The annual Conservative Political Action Conference in Washington is always interesting, and it’s been known to include some pro-life panels. Now and then, even a marquee speaker will say something encouraging. The most constructive conversations and connections, for anyone interested in pro-life media and politics, occur in the breakout sessions in the side rooms, away from the huge mainstage ballroom. This year’s conference was no exception.
“Changing Hearts and Minds in the Pro-life Movement” was tucked away in one of those side rooms, in the last time slot of the day. (Always read your conference agenda through to the end.) The panel was made up of a pair of political folk, an entertainer, and a worker in a front-line pro-life nonprofit agency about as far from politics as can be. And in that high-powered company (by CPAC standards), it was the guy from the front lines who left the deepest impression.
Jeff Gilbert of Save the Storks was on the speakers’ platform. His organization adapts vans into mobile units where women can obtain pregnancy resources and no-cost ultrasounds. The vans are designed to be used by pregnancy resource centers anywhere they’re needed, even near abortion facilities. Save the Storks has just launched its 33rd bus. (One of them visited New Hampshire last year to demonstrate a unit’s capabilities.)
Jeff had a no-doubt answer about how his project has changed hearts and minds: it builds one relationship at a time, where a woman is seeking aid. “We showed up. We didn’t just pass her on to someone else.”
The people who came to hear the panel sat up and took notice when Jeff talked about Save the Storks. This was not a typical political-conference speaker, and hardly anyone in the room had ever heard of Save the Storks. The agency seemed to have stepped way out of its zone to come to CPAC to reach people who might not otherwise have heard about its mission and message.
“We take these mobile units to the front doors of abortion clinics. We’re here to help [pregnant women] slow their thoughts down. We’re there to give them free resources. We want to start a relationship right on that bus. ”
Relationship was the common thread linking all the panelists. Congressman Jody Tice of Georgia, a pastor for more than three decades before coming to Congress, talked about his work through the years with pregnancy help centers. “Through those venues, (I’ve) seen incredible stories. I don’t know that specific words change a person’s attitude towards life. We have seen the most impact not so much from words as from attitude.
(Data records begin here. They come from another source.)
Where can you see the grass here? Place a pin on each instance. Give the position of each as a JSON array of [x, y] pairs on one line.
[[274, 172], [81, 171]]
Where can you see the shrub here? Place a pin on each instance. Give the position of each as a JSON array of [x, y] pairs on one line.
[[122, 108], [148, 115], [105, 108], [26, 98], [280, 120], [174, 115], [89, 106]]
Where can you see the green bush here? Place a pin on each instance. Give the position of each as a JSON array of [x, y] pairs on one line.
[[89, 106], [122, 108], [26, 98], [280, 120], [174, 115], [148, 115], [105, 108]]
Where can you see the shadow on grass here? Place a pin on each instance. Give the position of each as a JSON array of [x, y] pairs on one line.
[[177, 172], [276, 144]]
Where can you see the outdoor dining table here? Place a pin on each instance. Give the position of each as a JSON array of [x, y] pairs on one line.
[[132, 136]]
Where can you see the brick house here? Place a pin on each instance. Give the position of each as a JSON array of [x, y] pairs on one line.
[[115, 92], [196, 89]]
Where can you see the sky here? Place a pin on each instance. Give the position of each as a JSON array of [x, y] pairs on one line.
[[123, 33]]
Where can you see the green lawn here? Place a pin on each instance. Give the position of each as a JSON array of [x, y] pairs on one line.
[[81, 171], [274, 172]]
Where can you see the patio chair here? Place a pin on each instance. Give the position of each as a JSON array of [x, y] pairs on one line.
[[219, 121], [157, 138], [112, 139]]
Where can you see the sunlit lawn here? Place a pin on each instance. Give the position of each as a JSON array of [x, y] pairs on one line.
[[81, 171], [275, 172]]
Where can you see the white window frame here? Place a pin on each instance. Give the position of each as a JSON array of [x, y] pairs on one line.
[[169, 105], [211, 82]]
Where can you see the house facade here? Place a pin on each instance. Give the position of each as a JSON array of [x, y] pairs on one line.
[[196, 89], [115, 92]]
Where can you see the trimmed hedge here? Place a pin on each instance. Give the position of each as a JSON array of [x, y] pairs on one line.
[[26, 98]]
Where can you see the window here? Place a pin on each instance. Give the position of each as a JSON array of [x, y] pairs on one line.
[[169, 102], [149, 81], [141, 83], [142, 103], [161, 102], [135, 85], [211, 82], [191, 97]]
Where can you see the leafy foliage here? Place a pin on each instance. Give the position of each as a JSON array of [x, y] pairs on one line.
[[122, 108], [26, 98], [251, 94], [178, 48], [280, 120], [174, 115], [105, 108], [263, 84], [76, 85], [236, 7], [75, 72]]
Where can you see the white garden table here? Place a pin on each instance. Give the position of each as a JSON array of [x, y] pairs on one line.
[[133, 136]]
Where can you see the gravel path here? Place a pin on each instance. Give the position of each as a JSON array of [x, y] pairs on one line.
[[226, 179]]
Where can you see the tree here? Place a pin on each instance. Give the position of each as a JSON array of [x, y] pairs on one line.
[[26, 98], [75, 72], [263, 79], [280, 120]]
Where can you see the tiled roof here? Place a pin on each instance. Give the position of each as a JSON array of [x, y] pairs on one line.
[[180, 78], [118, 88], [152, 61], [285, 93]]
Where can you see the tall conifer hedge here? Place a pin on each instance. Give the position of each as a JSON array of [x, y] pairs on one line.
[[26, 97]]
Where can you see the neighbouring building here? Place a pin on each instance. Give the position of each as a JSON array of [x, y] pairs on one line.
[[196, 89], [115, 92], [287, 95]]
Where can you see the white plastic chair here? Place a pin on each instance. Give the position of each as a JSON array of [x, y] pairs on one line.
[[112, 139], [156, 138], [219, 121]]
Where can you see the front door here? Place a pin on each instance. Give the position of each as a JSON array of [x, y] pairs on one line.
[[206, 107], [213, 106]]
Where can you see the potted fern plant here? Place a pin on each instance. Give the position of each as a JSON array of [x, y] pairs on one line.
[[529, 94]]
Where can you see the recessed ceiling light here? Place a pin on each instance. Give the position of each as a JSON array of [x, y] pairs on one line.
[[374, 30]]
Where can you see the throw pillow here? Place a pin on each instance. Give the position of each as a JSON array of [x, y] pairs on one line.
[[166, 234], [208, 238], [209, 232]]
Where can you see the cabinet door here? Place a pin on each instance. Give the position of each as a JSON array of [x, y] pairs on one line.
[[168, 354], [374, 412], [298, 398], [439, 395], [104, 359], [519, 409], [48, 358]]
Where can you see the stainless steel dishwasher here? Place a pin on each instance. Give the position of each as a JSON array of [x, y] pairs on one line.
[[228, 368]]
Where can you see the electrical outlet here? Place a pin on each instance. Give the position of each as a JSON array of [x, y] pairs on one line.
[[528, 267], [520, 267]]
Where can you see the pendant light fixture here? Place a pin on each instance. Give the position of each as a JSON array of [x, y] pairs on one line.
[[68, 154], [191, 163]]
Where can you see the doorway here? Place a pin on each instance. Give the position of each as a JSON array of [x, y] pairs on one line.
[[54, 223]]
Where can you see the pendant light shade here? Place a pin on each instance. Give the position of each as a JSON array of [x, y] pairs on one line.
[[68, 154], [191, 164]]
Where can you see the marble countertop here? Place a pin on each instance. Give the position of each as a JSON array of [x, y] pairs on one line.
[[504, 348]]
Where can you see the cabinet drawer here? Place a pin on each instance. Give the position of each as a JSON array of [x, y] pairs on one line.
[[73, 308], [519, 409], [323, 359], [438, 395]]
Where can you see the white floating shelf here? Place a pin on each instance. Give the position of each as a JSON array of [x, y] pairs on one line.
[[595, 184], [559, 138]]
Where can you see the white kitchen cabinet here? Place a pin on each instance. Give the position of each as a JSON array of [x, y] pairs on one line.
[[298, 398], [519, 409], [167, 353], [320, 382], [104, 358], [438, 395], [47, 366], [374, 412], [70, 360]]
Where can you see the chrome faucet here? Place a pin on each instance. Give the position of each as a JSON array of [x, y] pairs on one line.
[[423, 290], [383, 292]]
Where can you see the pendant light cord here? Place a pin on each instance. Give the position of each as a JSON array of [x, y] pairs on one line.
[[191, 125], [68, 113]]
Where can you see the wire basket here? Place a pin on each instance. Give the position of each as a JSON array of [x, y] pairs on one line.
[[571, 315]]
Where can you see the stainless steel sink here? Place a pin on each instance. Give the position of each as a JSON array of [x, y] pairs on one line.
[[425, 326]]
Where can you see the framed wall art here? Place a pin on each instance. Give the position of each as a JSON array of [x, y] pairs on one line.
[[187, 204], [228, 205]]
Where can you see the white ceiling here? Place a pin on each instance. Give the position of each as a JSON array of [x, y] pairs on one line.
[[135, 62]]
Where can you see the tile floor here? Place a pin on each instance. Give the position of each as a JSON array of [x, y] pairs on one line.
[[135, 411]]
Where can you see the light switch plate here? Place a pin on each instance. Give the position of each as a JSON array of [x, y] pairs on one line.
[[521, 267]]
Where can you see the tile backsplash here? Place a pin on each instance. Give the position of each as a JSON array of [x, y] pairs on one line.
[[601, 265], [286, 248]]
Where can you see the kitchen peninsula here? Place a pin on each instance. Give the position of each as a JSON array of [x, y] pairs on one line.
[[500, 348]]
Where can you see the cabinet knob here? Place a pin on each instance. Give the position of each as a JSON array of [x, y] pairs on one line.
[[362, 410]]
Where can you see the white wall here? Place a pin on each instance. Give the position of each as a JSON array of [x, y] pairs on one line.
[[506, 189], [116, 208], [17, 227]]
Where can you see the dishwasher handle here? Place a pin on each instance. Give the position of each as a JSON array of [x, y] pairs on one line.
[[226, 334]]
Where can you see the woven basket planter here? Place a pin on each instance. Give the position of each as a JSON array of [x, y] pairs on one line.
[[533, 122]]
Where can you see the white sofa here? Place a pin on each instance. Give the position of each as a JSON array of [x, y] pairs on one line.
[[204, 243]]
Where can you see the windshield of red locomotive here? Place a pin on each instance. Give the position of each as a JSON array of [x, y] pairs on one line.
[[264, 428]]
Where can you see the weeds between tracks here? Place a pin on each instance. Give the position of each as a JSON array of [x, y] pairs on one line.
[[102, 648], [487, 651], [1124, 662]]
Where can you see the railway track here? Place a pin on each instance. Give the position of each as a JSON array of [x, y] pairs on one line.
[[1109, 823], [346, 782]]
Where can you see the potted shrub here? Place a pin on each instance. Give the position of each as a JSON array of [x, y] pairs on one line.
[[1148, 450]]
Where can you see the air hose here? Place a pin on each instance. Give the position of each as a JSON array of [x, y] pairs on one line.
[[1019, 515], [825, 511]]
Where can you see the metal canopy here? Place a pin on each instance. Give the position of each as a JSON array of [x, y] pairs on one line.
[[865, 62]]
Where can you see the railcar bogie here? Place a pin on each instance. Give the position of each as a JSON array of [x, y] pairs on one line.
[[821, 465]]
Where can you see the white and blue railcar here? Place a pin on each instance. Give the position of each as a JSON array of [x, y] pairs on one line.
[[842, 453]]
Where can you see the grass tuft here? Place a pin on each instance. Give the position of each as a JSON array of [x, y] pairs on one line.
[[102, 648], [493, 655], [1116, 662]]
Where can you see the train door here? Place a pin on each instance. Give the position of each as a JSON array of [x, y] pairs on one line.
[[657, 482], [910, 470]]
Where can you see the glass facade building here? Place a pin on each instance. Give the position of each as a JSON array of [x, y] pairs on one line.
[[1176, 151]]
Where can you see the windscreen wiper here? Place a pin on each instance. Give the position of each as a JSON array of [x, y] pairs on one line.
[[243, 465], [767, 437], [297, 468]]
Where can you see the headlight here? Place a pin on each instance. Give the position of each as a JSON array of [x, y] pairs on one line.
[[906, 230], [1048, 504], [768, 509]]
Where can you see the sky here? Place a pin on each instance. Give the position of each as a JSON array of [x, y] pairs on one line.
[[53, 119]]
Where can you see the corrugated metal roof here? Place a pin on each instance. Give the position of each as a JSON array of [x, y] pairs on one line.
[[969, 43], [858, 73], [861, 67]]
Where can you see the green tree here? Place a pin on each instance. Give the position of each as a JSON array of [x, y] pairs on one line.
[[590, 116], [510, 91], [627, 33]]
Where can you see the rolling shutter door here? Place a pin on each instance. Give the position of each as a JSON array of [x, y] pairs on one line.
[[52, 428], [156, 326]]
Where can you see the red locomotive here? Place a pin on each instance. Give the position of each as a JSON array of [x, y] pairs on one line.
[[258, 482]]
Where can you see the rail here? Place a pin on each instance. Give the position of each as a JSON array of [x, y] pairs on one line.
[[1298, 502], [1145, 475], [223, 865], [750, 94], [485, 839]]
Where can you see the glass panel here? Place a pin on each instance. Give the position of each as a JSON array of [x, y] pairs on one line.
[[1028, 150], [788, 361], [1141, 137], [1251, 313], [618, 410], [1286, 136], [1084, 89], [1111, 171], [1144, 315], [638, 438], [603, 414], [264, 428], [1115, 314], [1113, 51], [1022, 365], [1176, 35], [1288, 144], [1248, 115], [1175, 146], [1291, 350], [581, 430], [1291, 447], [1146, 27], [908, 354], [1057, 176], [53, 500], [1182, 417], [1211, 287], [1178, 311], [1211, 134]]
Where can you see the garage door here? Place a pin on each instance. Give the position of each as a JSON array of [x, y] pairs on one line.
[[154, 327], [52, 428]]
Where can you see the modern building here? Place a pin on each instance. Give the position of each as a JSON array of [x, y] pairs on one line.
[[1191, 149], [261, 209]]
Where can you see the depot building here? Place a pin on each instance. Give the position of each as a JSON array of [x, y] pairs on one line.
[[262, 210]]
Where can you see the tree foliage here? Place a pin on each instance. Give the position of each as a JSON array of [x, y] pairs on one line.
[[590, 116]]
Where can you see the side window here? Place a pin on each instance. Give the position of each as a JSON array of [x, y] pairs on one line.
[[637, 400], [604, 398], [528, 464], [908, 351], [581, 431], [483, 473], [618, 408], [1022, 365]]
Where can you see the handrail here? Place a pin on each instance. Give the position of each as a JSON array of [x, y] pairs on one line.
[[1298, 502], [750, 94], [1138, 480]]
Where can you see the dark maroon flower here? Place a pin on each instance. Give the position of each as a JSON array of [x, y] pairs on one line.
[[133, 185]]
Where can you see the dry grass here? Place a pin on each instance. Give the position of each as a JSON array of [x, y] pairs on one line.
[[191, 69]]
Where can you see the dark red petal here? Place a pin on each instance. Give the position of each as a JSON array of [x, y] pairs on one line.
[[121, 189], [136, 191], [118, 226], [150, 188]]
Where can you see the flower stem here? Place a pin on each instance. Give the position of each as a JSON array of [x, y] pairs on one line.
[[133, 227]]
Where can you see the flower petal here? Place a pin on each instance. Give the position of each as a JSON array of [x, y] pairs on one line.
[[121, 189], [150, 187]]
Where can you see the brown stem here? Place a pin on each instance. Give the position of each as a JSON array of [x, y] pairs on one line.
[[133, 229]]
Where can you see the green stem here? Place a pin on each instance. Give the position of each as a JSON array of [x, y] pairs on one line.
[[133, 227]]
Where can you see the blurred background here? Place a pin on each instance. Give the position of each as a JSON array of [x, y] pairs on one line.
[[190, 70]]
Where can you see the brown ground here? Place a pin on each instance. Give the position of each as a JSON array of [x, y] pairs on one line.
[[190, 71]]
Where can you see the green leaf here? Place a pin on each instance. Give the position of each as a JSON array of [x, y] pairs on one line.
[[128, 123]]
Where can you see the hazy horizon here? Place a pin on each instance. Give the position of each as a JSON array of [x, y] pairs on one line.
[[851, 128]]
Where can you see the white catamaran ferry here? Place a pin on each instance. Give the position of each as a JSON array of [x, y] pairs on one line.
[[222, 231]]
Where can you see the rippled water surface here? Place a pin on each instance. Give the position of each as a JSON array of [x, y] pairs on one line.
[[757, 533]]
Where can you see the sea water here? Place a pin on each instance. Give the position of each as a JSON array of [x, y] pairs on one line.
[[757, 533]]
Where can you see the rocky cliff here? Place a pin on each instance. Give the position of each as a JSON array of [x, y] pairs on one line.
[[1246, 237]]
Authentic love and genuine compassion has spoken louder than any words I can think of.”
Don’t underestimate the power of words, warned actress Cameron Goodman. “I’ve noticed repeatedly that the [Hollywood] left pays a lot more attention to words than to actions.” She found that to be true in conversation with a longtime friend who did not share her pro-life views. “I have a very close friend who’s an animal rights activist. Over years and years, I won credibility with her. When it came time for me to challenge her on her pro-choice views…we had something in common. We cared about the innocent.
“If I had challenged her as a stranger, it wouldn’t have worked. It’s important we have a relational foundation with people before we start talking about those hard cases.”
White House policy advisor Katy Talento gave an example of how conversations within relationships can lead to changed hearts. “Personal testimony. Let’s not forget that’s how our President became pro-life.” (I’m sorry that she didn’t have time to elaborate on that.) “A friend of his chose life, and that story so compelled [President Trump] that it literally changed him.”
Katy then looked at Jeff and paid tribute to Save the Storks. “What you’re doing is replicating that over and over, every day.”
Words and actions, one person at a time. “We do have the language. We do have the stories,” said Jeff. “I just didn’t want to get out there with a grotesque sign. That’s not how I flow. We show up with resources and support. It brings hope into darkness, it brings light into darkness.”